Some personal highlights for Carter since taking office lie in the opportunities to be able to engage with the public, and to simply be the mayor.

“The amount of people that I’ve met, the interactions that I’ve had, some of the great stories about our young people in the community – I love the interactions with the public,” says Carter.

The mayor also says every day when he walks into his office and sees his name on the nameplate, he feels proud to lead the community.

“All around, the community has been very generous with me, very supportive of me, and the community is giving me the opportunity to be able to serve at the highest level. I don’t know if it gets much better than that,” he says.

With a little more than two years left in his term, Carter says he still has a list of goals in mind.

“Coming into office there was a couple things. One was making sure that we had strong finances at the city, making sure that we decreased our impact on our taxpayers, pay down debt, build our reserves, and continue to invest in infrastructure,” he explains.

Carter says he is a “fiscal conservative,” so he is very focused on finances.

“I’m proud to be able to say so far we’ve done a really good job on that. Even through COVID-19 our team has done an extraordinary job.”

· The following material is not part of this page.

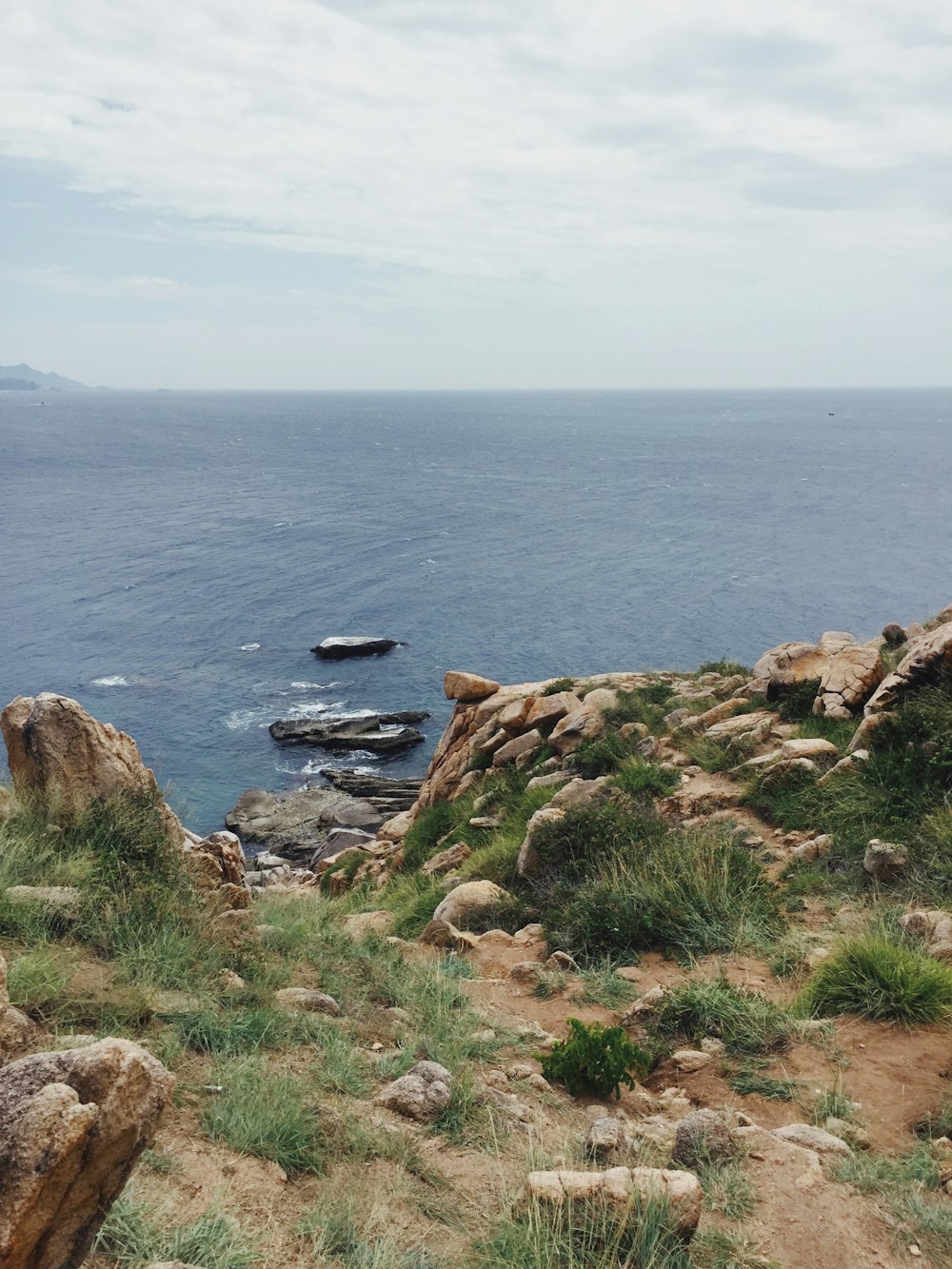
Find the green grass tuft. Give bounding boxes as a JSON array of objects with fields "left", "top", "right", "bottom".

He also hopes to see the development of local jobs and investment in the City of Oshawa.

There have been a number of challenges, such as the GM announcement, but Carter says there have also been a number of “great news” stories.

“We’ve seen a huge investment by our postsecondary educational partners… we have seen some great private investments… we’ve also seen investment from around the world come into the city, and I want to see that grow,” he says.

He was also pleased to see the provincial government approve the new Lakeshore East extension into Bowmanville, which will make its way through Oshawa with multiple stops.

He also hopes to see the downtown core continue to “flourish” as there is still more work to be done there.

“COVID has really impacted the family businesses downtown, and I’m quite worried about that,” he says, adding the Economic Task Force aims to put the right supports in place to be able to help those small businesses downtown.

“We still have a long way to go. We have to reinvest and continue to revitalize our economy,” says Carter. “Until everybody that wants to is able to have a job locally, I won’t be satisfied.”